Well back at the beginning of November, I received this e-mail. Instead of the typical quick fact sheet, I received a note in my mailbox telling me to see the school data manager about this child. Great, I immediately thought, this child has so much baggage the report won’t even fit in my box.
On my lunch break, I headed to her office bracing myself for whatever I was about to hear. It turns out this new student of mine has quite the past indeed, but not in the way I was expecting. It turns out he has been abused pretty terribly at home and now has a restraining order on one of his parents. He is extremely below grade level and very hesitant to participate. He has been enrolled at eight elementary schools so far and it’s only fourth grade.
My mood immediately shifted. Instead of worrying about where he would sit or what cubby number he would take, I realized there were much larger issues here. His first day came the next day and he very quietly walked into the room. He didn’t talk much and wouldn’t make eye contact. Getting him to participate in anything was a struggle.
He has an IEP, so he would be getting quite a bit of additional support, but unfortunately this took a couple weeks to get put in place and he spent that time in the grade level classroom struggling to get any work done.
The last thirty minutes of our day is called “YET” time. This is when ESL students are pulled, intervention groups push in and pull out students below grade level, I do guided reading groups, and the rest of the students do stamina reading. This boy also happened to come back from his CCR class at 3:00. He was too low to be in my guided reading groups, and he isn’t ESL so that wasn’t an area he could be in either. This meant that he was to stamina read for half an hour every day.

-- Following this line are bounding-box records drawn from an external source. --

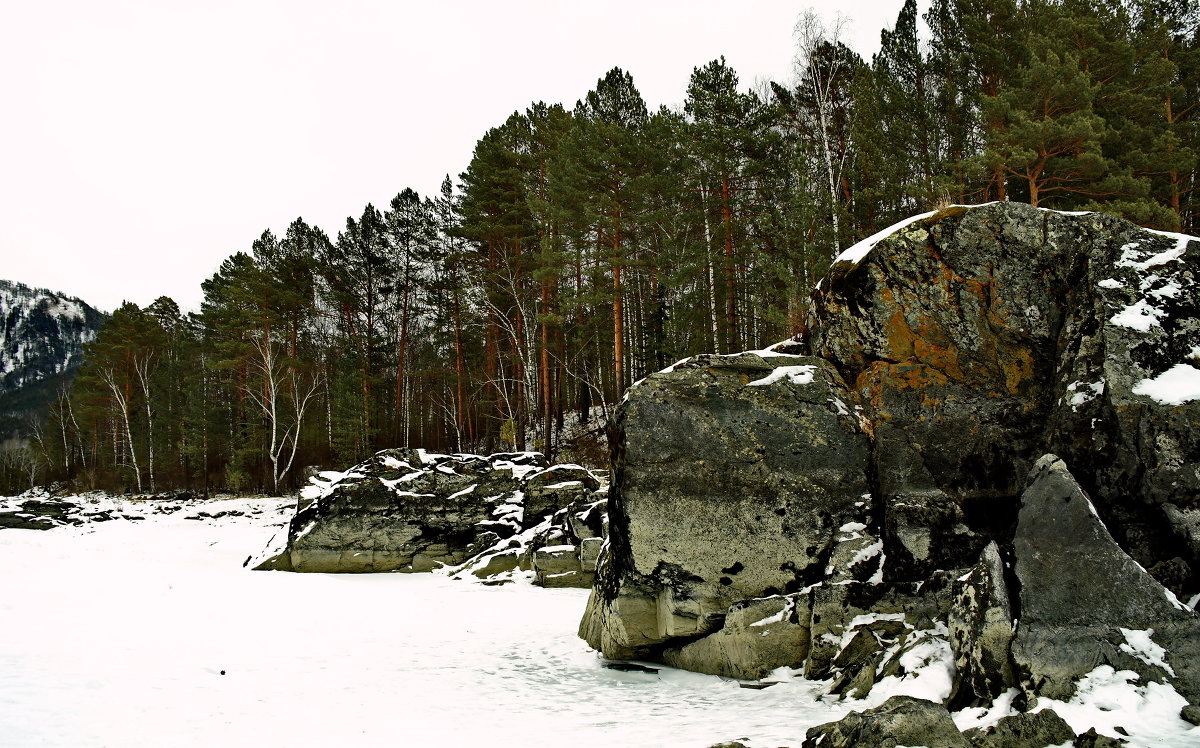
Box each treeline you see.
[4,0,1200,491]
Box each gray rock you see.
[809,203,1200,593]
[1074,728,1126,748]
[581,353,869,659]
[580,203,1200,691]
[1013,455,1200,700]
[949,543,1016,704]
[1180,704,1200,726]
[273,449,602,585]
[662,594,810,681]
[966,710,1075,748]
[804,696,971,748]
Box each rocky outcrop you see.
[1013,455,1200,701]
[965,710,1075,748]
[582,352,877,659]
[256,449,605,587]
[0,281,104,438]
[580,204,1200,729]
[804,696,971,748]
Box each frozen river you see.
[0,499,1200,748]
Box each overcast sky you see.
[0,0,907,311]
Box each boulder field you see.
[254,449,606,587]
[580,203,1200,729]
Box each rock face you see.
[580,203,1200,725]
[804,696,971,748]
[264,449,605,587]
[1013,455,1200,701]
[583,352,870,659]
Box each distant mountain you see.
[0,281,104,438]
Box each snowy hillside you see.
[0,281,103,432]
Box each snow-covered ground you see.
[0,499,1200,747]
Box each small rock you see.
[804,696,971,748]
[1075,728,1126,748]
[968,710,1075,748]
[1180,704,1200,726]
[604,662,659,675]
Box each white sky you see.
[0,0,907,311]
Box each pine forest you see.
[7,0,1200,492]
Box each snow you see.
[1117,234,1198,270]
[1133,364,1200,406]
[1036,665,1200,748]
[0,499,862,748]
[1121,628,1175,678]
[1109,299,1163,333]
[1067,382,1104,411]
[9,497,1200,748]
[446,483,479,501]
[830,210,938,268]
[748,364,817,387]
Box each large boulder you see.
[581,352,870,658]
[1012,455,1200,701]
[808,203,1200,592]
[580,203,1200,705]
[268,449,604,587]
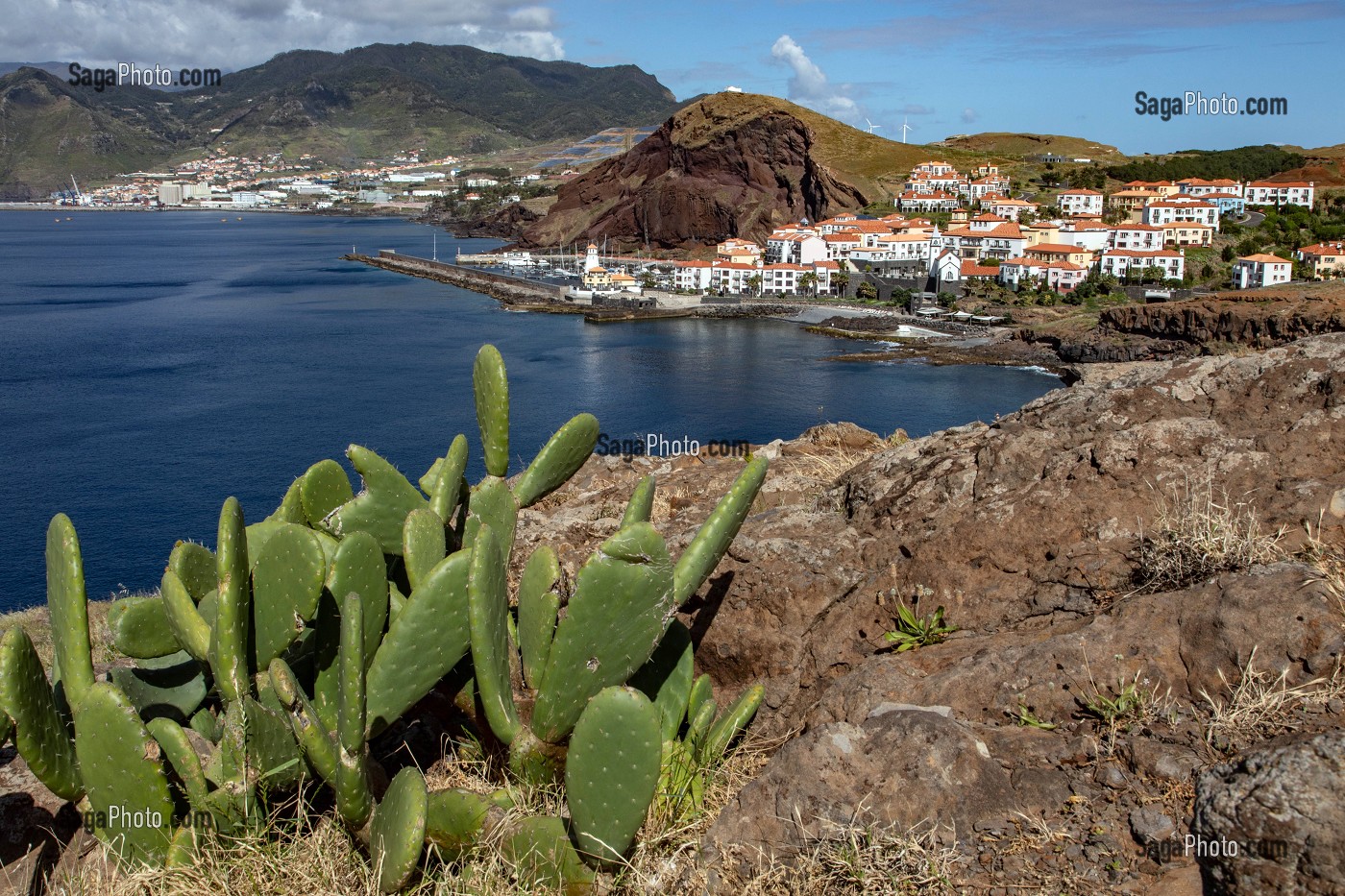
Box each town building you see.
[1247,181,1315,208]
[1234,253,1294,289]
[1294,239,1345,278]
[1097,249,1186,279]
[1056,190,1102,215]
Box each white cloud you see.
[770,34,864,124]
[0,0,565,71]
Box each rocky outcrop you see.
[502,335,1345,892]
[1015,284,1345,365]
[521,94,870,249]
[1191,729,1345,896]
[1099,291,1345,349]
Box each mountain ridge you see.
[0,43,680,199]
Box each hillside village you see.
[634,160,1345,295]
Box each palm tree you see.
[799,271,818,299]
[831,271,850,299]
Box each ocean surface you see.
[0,210,1060,611]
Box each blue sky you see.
[8,0,1345,154]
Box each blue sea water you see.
[0,211,1059,610]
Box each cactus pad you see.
[47,514,93,706]
[425,787,499,860]
[403,507,448,594]
[518,545,561,690]
[631,618,696,739]
[501,815,596,896]
[367,550,471,735]
[168,541,219,603]
[514,414,599,507]
[472,346,508,476]
[327,446,429,556]
[673,455,767,607]
[468,526,519,744]
[75,682,174,865]
[532,523,675,744]
[565,688,663,865]
[293,460,355,527]
[252,523,327,668]
[0,625,84,801]
[109,650,208,724]
[369,768,429,893]
[108,594,182,659]
[619,473,655,529]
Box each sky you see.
[0,0,1345,155]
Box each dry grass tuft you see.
[0,592,116,671]
[1201,648,1345,754]
[699,821,963,896]
[1139,477,1284,591]
[1299,513,1345,621]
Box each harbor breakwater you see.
[342,249,562,311]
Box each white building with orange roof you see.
[1162,221,1214,248]
[764,230,827,265]
[1177,178,1245,197]
[897,190,961,211]
[813,212,860,237]
[1056,188,1102,215]
[1022,242,1093,265]
[584,265,612,289]
[963,174,1009,202]
[1143,195,1218,230]
[1107,224,1167,252]
[929,221,1028,261]
[1234,252,1294,289]
[981,194,1037,221]
[1107,188,1166,221]
[672,261,712,292]
[710,261,761,296]
[1126,181,1181,197]
[911,161,954,178]
[996,258,1088,292]
[1060,218,1111,253]
[848,232,929,265]
[1294,239,1345,278]
[1247,181,1317,208]
[714,237,761,262]
[821,230,864,261]
[1097,249,1186,279]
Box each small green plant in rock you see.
[1009,694,1059,731]
[882,587,958,654]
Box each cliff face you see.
[522,95,871,249]
[1099,289,1345,349]
[505,335,1345,895]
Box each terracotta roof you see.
[1102,249,1183,258]
[962,258,999,278]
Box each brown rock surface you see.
[1191,729,1345,896]
[505,335,1345,892]
[521,94,871,249]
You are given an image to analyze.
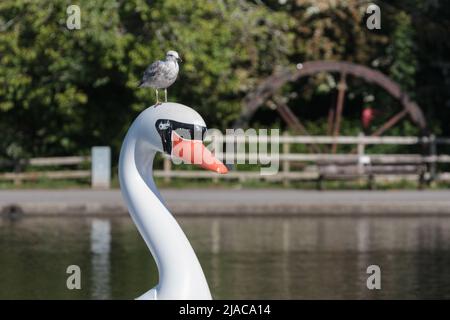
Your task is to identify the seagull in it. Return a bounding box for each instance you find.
[139,50,182,105]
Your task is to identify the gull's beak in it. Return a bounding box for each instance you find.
[172,131,228,174]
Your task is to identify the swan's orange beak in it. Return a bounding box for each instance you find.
[172,131,228,174]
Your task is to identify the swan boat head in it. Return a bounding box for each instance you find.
[119,103,228,299]
[133,103,228,173]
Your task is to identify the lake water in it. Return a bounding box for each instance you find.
[0,217,450,299]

The first day I went to my classroom library with him and we looked at books on his level and tried to pick out one that interested him. We finally made a decision and he went to his spot to read. As I was reading with a group of students, I noticed he had the book in his lap and was making a paper airplane on top of the book – clearly not reading. I let it go this time.
The next day, the same thing happened so I went over to tell him it was okay to pick out a different book if he didn’t like that one. He went over to the bookshelf, picked one out and sat down. This time I noticed him coloring instead of reading. I was uncertain how I was going to get this child to read at stamina reading time.
Then I remembered Big Universe. This is a program my county pays for and it allows students to read books online that they get to choose. There is a huge database and they can find books at their level that interest them. They can even put headphones in and have the computer read the book aloud to them. I figured this was worth a try.
The first day I had a student help him get logged on and he seemed to really enjoy it. Every time I looked back at him he was staring at the computer screen with his headphones on, totally oblivious to the things happening around him in the classroom. The next day, he came up to me after and told me how he read about sharks and some cool facts he learned about them. I couldn’t believe how engaged he was!
It’s important to get to know your students and realize that something that works for one student may not work for another. This child came to me very quiet and reserved, and now he actually gets excited to share with the class things that he read about. Sometimes getting a new student can actually change the way you view your teaching. I know that he has taught me a lot already in his month here, and I can’t wait to watch him grow even more.